Notes

Some notes and remarks on several aspects of bp_text.

Working with BibTeX files

For managing BibTeX databases (.bib files), using BibDesk <http://bibdesk.sourceforge.io> (on a Mac) is an easy way to organize the text library. However, there are a few things to consider, especially when it comes to non-standard BibTeX fields.

The crucial part with BibDesk as well as with other citation/library managers is in the case of bp_text the way how files (resp. paths to them) are stored. BibDesk by default uses a rather complex way to store files attached via the regular BibDesk attachments in the BibTeX library. It does so by including serialized symlinks to bdsk-file-n fields. bp_text does not handle these, but expects files to be stored as (absolute or relative) paths to e.g. PDFs or TXTs in a file field. Although singular, there could be more files included when separating the filenames with a semicolon. Yet whether this makes sense depends on the way the relation between BibTeX entries and the respective files is conceived.

Keywords can also be included. They should be placed in a keywords field which should be provided by BibDesk by default and should also be the standard field when exporting a library from Zotero e.g. via BetterBibTeX.

Citation keys should, of course, be unique.

The primary language of a document is expected to be stored in the langid field. This is a BibLaTeX field and expects languages to be identified by an idiosyncratic id which is not the same as standard ISO-639-1 language codes. The langid for German, for example, is ngerman (i.e. new German spelling). See Table 2: Supported Languages in the BibLaTeX documentation (https://ctan.org/pkg/biblatex). Although it is allowed to omit specifying a primary language, it is highly recommended as e.g. the PdfFile class will use the language when performing OCR.

Some notes on BibDesk

Some BibTeX fields used bp_text are not available in BibDesk by default. Thus, it is recommended to add these to the Default Fields via BibDesk Preferences -> Fields -> Custom BibTeX Fields. These are some fields which should be added. Make sure to tick the “Is Default” checkbox.

Field

Type

Is Default

Keywords

Textual

Y

File

Textual

Y

Langid

Textual

Y

Zotero and BibDesk

It is quite simple to copy Zotero (https://www.zotero.org) bibliography data to BibDesk.
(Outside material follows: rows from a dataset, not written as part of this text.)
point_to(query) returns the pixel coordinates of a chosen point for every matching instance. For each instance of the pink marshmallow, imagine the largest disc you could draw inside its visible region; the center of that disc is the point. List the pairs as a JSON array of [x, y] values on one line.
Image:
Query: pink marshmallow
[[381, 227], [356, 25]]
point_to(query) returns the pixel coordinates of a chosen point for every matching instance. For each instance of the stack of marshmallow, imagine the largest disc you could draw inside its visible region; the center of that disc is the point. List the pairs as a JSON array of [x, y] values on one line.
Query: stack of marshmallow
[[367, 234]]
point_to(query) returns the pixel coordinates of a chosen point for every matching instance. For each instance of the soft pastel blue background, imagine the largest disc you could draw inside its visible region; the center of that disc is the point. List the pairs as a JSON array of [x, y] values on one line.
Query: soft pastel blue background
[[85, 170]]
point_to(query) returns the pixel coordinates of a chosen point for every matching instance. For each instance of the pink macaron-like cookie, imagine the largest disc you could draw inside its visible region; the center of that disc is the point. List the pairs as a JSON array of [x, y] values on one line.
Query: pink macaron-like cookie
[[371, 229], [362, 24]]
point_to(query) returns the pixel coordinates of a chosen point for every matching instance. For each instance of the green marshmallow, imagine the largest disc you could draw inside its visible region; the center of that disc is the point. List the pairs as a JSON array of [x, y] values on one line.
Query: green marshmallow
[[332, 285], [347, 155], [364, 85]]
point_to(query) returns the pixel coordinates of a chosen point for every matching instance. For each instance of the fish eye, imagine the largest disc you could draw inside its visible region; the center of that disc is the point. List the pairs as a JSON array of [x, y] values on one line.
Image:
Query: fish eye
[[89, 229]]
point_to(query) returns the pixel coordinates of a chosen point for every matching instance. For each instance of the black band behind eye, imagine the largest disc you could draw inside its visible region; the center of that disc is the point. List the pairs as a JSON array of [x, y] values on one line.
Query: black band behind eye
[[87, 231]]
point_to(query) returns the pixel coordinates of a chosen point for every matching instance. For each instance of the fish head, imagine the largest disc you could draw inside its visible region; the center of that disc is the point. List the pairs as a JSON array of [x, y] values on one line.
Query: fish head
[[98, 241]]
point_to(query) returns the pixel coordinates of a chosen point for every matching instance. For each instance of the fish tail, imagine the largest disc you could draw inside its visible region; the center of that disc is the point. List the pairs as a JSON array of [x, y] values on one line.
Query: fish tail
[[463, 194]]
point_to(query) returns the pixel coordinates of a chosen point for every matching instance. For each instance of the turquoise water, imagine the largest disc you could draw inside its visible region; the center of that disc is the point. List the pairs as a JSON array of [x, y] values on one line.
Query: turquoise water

In order to export Zotero data to Bib(La)TeX, first install the Better BibTeX (https://retorque.re/zotero-better-bibtex/) extension in Zotero. Then, for example, select a few entries in your Zotero database and select “copy BibLaTeX to clipboard” in the “Better BibTeX” context menu (via right-click). Then, you can simply paste your clipboard to your BibDesk library.

Better BibTeX automatically includes the paths to the PDFs attached to a Zotero item in the file field. Multiple files are separated by a semicolon. As this is also the standard way bp_text handles files, nothing more needs to be done. If you want to share your BibDesk database you might want to copy the attachments from the Zotero storage location to a directory relative to the path of the BibDesk (.bib) file. Then you need to adjust the file field in the respective entries accordingly. A relative path is completely sufficient here as bp_text searches for files relative to the database file when no absolute path is given (e.g. when calling BibtexDatabase.make_pool()).

Languages

Tokenization and tagging in this library is based on the spaCy <https://spacy.io> library. bp_text tries to automatically determine the language of a text and apply the proper model to it. For more information see the documentation for Text.